Why do the wicked live? That some of them may be monuments of mercy.
So it was with John Newton, so it was with Augustine, perhaps so it was with you. Chieftains of sin to become chieftains of grace. Paul, the apostle, made out of Saul, the persecutor. Baxter, the flaming evangel, made out of Baxter, the blasphemer. Whole squadrons, with streamers of Emmanuel floating from the masthead, though once they were launched from the dry-docks of diabolism. God lets these wicked men live that He may make jewels out of them for coronets, that He may make tongues of fire out of them for Pentecosts, that He may make warriors out of them for Armageddons, that he may make conquerors out of them for the day when they shall ride at the head of the white-horse host in the grand review of the resurrection.
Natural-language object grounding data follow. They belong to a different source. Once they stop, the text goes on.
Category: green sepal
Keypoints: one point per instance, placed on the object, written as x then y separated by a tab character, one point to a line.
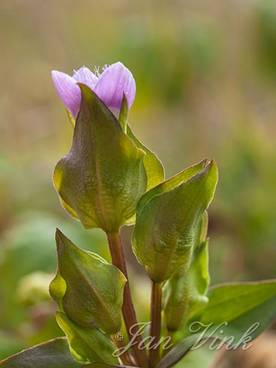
102	177
167	219
153	166
238	311
87	345
185	293
87	288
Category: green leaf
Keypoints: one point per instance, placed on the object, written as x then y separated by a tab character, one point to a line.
102	177
153	166
185	292
178	352
167	220
52	354
87	345
235	310
92	291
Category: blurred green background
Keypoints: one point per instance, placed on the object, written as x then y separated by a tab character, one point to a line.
206	87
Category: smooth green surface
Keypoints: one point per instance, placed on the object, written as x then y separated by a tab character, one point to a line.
185	293
102	177
88	289
87	345
52	354
167	218
153	166
237	308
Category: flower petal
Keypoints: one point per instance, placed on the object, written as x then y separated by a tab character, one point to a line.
85	76
67	90
115	81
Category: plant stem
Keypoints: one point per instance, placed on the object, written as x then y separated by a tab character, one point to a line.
125	357
118	259
155	329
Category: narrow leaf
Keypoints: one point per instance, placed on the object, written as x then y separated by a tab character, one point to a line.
239	310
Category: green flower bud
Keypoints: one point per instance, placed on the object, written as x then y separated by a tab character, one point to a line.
103	176
87	288
167	219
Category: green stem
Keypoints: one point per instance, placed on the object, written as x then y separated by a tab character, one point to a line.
155	329
118	259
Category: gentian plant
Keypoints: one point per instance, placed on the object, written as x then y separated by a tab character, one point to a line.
110	179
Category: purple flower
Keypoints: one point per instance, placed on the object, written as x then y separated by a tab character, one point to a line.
110	86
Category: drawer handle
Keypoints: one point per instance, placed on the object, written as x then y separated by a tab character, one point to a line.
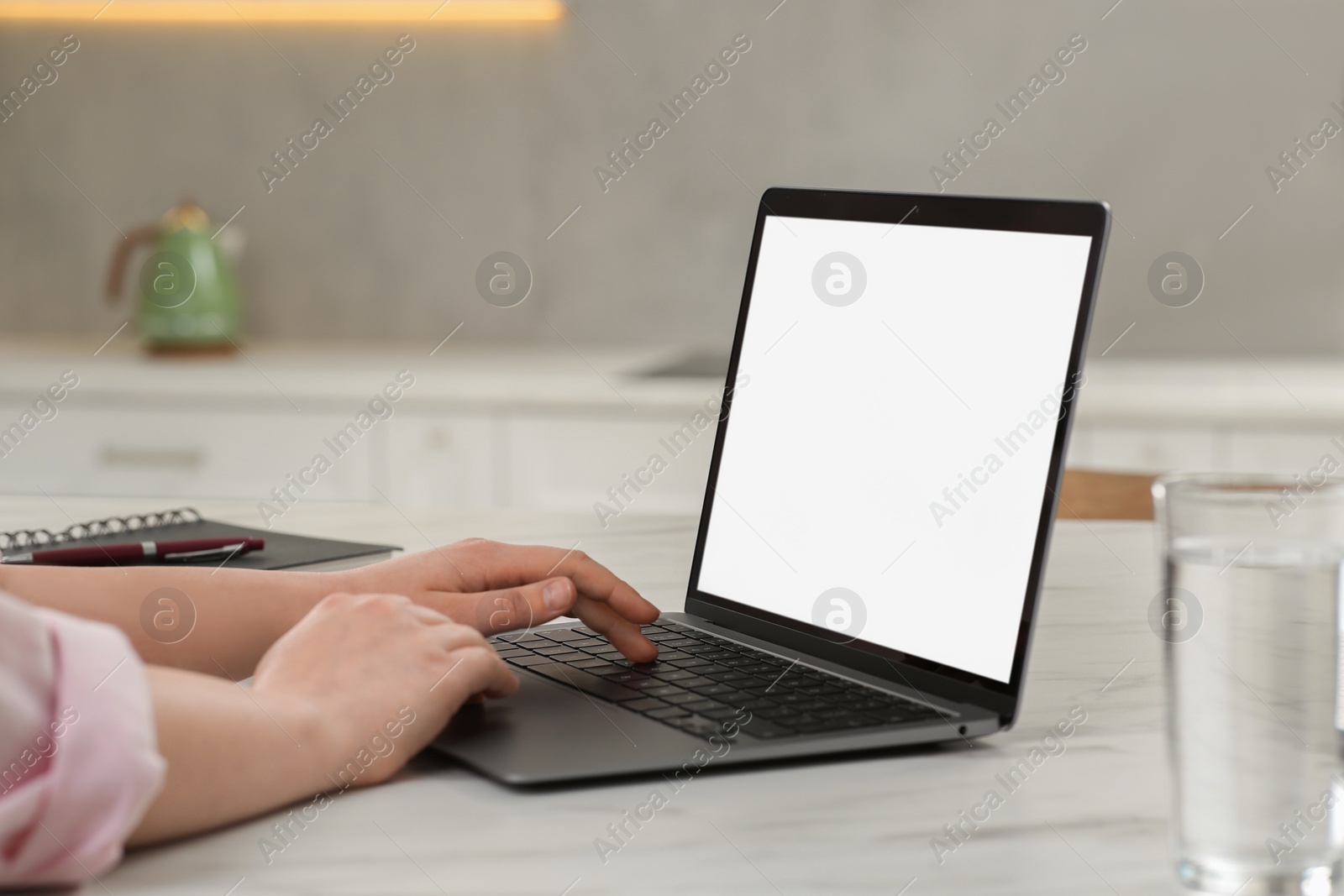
151	458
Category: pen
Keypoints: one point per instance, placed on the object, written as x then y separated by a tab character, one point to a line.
113	553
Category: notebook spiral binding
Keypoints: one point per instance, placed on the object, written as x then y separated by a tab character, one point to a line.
97	528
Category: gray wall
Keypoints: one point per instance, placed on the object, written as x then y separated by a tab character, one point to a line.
1173	114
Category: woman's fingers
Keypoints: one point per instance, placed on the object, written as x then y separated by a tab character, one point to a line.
470	671
625	636
499	566
519	607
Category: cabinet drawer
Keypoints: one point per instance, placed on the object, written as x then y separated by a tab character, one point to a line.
573	464
1139	449
187	456
1278	452
443	461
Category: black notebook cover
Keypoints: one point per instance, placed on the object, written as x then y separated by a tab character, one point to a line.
282	551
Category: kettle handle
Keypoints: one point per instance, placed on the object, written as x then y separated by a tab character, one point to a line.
120	255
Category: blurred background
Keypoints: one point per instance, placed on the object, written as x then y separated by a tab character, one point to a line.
487	137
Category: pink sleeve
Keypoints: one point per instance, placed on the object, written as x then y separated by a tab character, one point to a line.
78	761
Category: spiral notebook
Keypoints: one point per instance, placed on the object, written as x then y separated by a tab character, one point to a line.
282	551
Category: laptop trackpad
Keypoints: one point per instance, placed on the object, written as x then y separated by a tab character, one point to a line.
551	732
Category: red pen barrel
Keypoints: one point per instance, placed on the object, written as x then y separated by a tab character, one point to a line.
89	557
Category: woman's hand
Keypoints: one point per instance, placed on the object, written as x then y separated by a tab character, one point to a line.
344	699
356	661
499	587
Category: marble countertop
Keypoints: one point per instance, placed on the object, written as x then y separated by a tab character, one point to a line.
1092	820
564	376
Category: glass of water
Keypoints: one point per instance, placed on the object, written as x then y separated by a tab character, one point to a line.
1250	617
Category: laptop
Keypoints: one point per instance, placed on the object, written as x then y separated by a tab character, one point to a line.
878	508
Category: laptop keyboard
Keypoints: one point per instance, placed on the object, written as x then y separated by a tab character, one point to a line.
699	681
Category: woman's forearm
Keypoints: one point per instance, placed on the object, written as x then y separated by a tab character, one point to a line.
232	754
213	621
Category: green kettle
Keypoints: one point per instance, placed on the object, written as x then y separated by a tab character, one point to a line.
188	298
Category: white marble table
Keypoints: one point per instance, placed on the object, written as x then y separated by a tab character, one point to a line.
1092	820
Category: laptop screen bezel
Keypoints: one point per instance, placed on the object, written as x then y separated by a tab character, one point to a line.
929	210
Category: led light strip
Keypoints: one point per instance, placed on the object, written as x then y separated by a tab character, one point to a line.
306	11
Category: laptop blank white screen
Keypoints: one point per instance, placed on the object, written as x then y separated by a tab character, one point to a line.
886	457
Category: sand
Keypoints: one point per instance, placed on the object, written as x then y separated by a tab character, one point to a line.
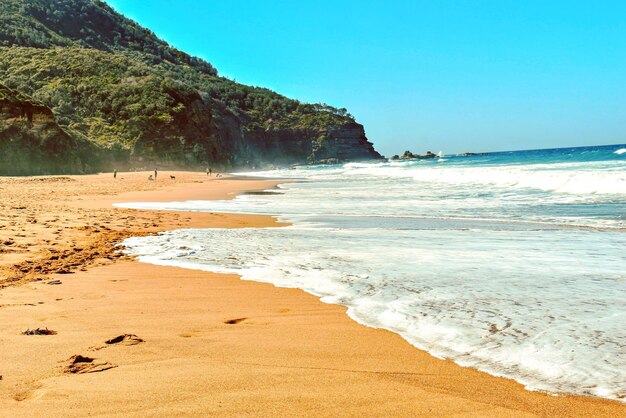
197	343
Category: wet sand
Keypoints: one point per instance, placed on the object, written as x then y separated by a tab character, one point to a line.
198	343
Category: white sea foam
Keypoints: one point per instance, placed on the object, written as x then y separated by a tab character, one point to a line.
477	263
547	311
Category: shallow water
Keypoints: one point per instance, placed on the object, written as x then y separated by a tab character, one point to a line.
512	263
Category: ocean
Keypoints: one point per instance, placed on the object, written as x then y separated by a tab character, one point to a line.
513	263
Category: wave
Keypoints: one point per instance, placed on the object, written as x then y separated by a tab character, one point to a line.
484	310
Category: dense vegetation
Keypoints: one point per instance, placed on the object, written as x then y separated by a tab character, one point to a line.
31	142
116	84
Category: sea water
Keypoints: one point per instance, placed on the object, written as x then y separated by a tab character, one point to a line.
513	263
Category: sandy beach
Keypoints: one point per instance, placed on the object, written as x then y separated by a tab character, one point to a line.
134	339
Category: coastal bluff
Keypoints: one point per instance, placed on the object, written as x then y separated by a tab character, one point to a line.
120	97
31	141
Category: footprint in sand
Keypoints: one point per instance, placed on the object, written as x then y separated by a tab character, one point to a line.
79	364
125	339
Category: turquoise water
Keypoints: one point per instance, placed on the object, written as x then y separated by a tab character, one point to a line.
512	263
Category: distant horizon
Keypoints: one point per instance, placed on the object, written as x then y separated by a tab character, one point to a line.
493	77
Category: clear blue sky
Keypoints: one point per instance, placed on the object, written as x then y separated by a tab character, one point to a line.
423	75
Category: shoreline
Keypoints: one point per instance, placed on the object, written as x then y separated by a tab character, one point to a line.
285	352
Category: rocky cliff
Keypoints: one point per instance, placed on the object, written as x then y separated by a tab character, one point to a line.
115	87
31	142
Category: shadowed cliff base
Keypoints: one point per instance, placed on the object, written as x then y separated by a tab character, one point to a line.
113	95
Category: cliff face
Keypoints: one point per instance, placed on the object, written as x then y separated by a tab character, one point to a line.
31	142
134	101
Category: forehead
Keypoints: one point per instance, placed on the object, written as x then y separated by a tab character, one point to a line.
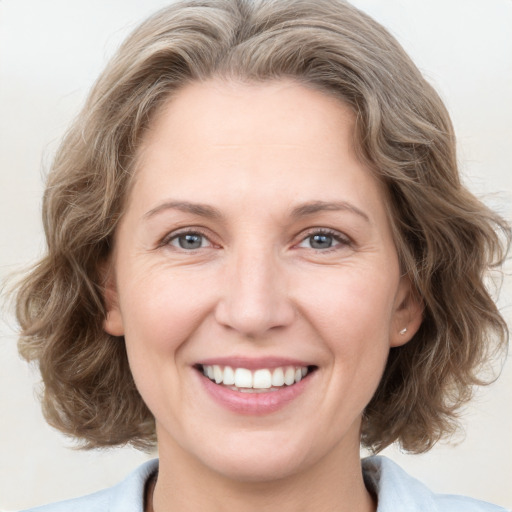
273	141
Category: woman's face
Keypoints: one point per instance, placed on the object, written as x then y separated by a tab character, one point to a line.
256	247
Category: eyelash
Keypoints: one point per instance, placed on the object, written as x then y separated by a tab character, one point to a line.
342	240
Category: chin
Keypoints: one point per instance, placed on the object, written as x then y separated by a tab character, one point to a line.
256	458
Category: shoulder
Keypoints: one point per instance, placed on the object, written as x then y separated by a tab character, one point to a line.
397	491
127	496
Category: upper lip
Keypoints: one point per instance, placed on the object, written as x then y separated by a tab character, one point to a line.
252	363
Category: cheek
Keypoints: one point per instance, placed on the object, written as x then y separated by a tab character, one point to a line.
352	303
162	309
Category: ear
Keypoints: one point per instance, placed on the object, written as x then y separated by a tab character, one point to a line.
113	322
408	314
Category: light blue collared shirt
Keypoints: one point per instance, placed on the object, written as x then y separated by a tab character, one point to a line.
396	491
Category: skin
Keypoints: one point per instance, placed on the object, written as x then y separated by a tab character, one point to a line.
257	287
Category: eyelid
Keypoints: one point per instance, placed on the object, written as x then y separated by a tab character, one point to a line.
188	230
339	236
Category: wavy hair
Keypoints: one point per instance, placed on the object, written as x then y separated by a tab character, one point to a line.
447	240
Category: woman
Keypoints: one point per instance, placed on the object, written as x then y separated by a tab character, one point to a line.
260	254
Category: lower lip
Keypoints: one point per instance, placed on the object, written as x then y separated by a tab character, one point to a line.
254	403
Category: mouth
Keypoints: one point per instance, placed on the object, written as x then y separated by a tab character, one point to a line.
260	380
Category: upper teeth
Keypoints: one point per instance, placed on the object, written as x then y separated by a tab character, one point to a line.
257	379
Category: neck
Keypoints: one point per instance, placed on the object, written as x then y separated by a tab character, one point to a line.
334	484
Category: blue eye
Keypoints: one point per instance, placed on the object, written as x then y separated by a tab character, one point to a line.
321	241
324	240
189	241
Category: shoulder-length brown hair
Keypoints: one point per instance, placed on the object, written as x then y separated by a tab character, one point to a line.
446	239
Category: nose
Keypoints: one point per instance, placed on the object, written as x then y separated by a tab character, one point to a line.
254	295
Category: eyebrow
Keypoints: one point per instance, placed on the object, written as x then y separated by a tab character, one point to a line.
313	207
202	210
303	210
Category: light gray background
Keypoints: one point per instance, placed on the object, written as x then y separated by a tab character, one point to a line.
50	53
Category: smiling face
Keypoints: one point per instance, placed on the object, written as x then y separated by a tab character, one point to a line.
256	244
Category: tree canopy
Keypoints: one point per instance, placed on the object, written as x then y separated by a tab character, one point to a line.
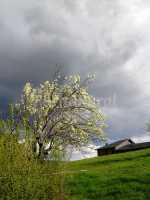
59	113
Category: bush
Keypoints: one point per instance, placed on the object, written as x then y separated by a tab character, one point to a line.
24	177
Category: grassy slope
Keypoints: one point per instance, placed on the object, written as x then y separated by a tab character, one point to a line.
115	177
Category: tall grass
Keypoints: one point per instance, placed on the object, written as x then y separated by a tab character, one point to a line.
23	177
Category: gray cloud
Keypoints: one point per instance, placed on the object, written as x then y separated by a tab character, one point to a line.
109	38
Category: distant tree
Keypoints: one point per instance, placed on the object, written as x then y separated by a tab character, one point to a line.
59	114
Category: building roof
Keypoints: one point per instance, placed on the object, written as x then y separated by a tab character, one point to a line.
136	146
115	144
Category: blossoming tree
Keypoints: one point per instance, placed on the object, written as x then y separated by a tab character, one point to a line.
58	115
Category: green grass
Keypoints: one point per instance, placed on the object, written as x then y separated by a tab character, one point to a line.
123	176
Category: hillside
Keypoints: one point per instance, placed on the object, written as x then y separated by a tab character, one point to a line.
114	177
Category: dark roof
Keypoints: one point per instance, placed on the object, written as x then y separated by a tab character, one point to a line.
135	146
114	144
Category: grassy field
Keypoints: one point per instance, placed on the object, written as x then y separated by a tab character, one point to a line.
115	177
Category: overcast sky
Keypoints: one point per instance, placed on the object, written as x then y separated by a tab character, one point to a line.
108	37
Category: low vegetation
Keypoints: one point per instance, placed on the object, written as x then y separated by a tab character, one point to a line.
115	177
23	177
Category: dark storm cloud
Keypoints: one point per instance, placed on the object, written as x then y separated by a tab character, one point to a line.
109	38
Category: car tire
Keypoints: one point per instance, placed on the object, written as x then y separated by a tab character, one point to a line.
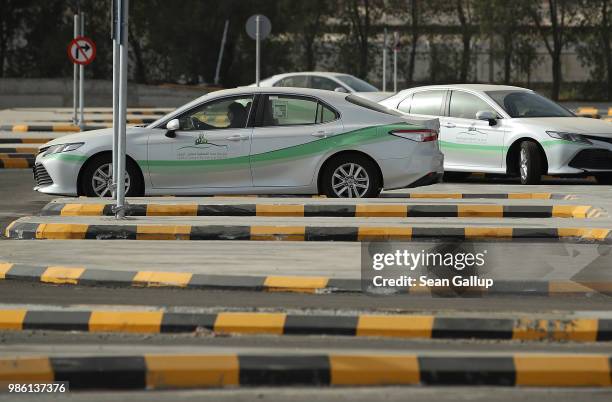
364	173
101	165
604	178
530	163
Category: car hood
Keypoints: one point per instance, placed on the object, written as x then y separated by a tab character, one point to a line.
374	96
578	125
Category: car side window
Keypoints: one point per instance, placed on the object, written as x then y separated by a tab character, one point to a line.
427	102
296	81
287	110
323	83
404	105
465	106
220	114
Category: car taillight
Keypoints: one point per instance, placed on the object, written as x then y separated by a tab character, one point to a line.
421	135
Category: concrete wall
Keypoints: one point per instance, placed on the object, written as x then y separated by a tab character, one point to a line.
41	92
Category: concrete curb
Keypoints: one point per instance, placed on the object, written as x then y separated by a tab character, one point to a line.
82	276
329	210
157	371
362	325
61	231
16	163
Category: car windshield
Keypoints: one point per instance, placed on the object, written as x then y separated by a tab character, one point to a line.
357	84
520	104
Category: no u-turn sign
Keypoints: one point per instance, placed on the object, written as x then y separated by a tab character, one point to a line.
82	50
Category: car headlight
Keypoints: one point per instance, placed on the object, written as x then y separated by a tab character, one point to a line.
568	137
56	149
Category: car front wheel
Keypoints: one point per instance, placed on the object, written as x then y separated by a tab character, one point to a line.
351	176
530	163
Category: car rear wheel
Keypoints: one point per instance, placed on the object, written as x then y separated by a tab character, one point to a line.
351	176
530	163
97	178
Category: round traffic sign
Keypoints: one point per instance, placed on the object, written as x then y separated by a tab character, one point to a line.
264	26
81	50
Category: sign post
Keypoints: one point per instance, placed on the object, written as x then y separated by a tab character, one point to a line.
258	27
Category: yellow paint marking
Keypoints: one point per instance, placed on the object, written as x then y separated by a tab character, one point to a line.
172	210
156	279
384	233
82	210
584	330
163	232
192	371
4	268
395	326
125	321
25	370
562	370
250	323
61	231
302	284
12	319
483	232
62	275
374	370
378	210
279	210
294	233
485	211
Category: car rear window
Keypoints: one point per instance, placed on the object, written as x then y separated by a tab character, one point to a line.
359	101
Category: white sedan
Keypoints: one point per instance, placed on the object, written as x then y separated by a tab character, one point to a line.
254	141
327	81
510	130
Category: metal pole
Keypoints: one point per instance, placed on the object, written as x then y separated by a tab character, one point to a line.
75	76
82	78
385	61
257	39
120	208
218	70
116	67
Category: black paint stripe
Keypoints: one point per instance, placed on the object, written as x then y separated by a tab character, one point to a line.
320	325
187	322
57	320
322	233
108	372
284	370
478	328
467	370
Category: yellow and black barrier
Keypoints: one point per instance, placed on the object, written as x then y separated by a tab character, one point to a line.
329	210
169	371
82	276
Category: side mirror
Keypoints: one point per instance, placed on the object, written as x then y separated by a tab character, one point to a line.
172	126
487	115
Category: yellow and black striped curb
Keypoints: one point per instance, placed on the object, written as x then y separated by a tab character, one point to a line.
362	325
330	210
82	276
25	141
167	371
25	128
16	163
59	231
501	196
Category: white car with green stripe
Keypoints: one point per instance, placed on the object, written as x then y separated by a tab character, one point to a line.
254	141
510	130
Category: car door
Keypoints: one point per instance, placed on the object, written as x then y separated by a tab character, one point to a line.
470	142
283	148
211	148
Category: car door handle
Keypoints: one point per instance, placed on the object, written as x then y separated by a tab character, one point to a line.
237	137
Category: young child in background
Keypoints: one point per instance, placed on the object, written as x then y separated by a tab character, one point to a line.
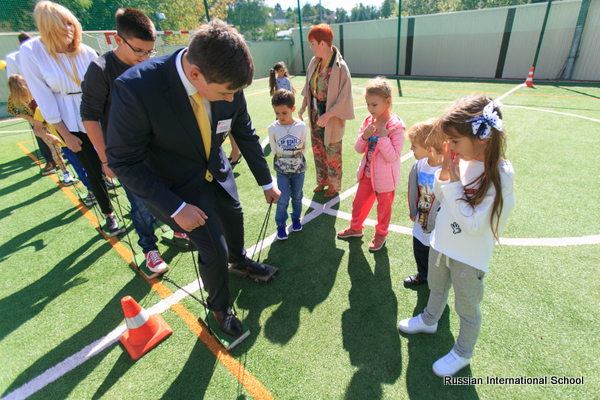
380	139
20	99
280	79
426	140
475	189
135	43
287	137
Why do the wicked live? To make it plain beyond all controversy that there is another place of adjustment. So many of the bad up, so many of the good down. It seems to me that no man can look abroad without saying—no man of common sense, religious or irreligious, can look abroad without saying, “There must be some place where brilliant scoundrelism shall be arrested, where innocence shall get out from under the heel of despotism.” Common fairness as well as eternal justice demands it.
We adjourn to the great assizes, the stupendous injustices of this life. They are not righted here. There must be some place where they will be righted. God can not afford to omit the judgment day or the reconstruction of conditions. For you can not make me believe that that man stuffed with all abomination, having devoured widows’ houses and digested them, looking with basilisk or tigerish eyes upon his fellows, no music so sweet to him as the sound of breaking hearts, is, at death, to get out of the landau at the front door of the sepulcher and pass right on through to the back door of the sepulcher, and find a celestial turnout waiting for him, so that he can drive tandem right up primrosed hills, one glory riding as lackey ahead, and another glory riding as postilion behind, while that poor woman who supported her invalid husband and her helpless children by taking in washing and ironing, often putting her hand to her side where the cancerous trouble had already begun, and dropping dead late on Saturday night while she was preparing the garments for the Sabbath day, coming afoot to the front door of the sepulcher, shall pass through to the back door of the sepulcher and find nothing waiting, no one to welcome, no one to tell her the way to the King’s gate. I will not believe it. Solomon was confounded in his day by what he represents as princes afoot and beggars a-horseback, but I tell you there must be a place and a time when the right foot will get into the stirrup. To demonstrate beyond all controversy that there is another place for adjustment, God lets the wicked live.
Why do the wicked live? For the same reason that He lets us live—to have time for repentance.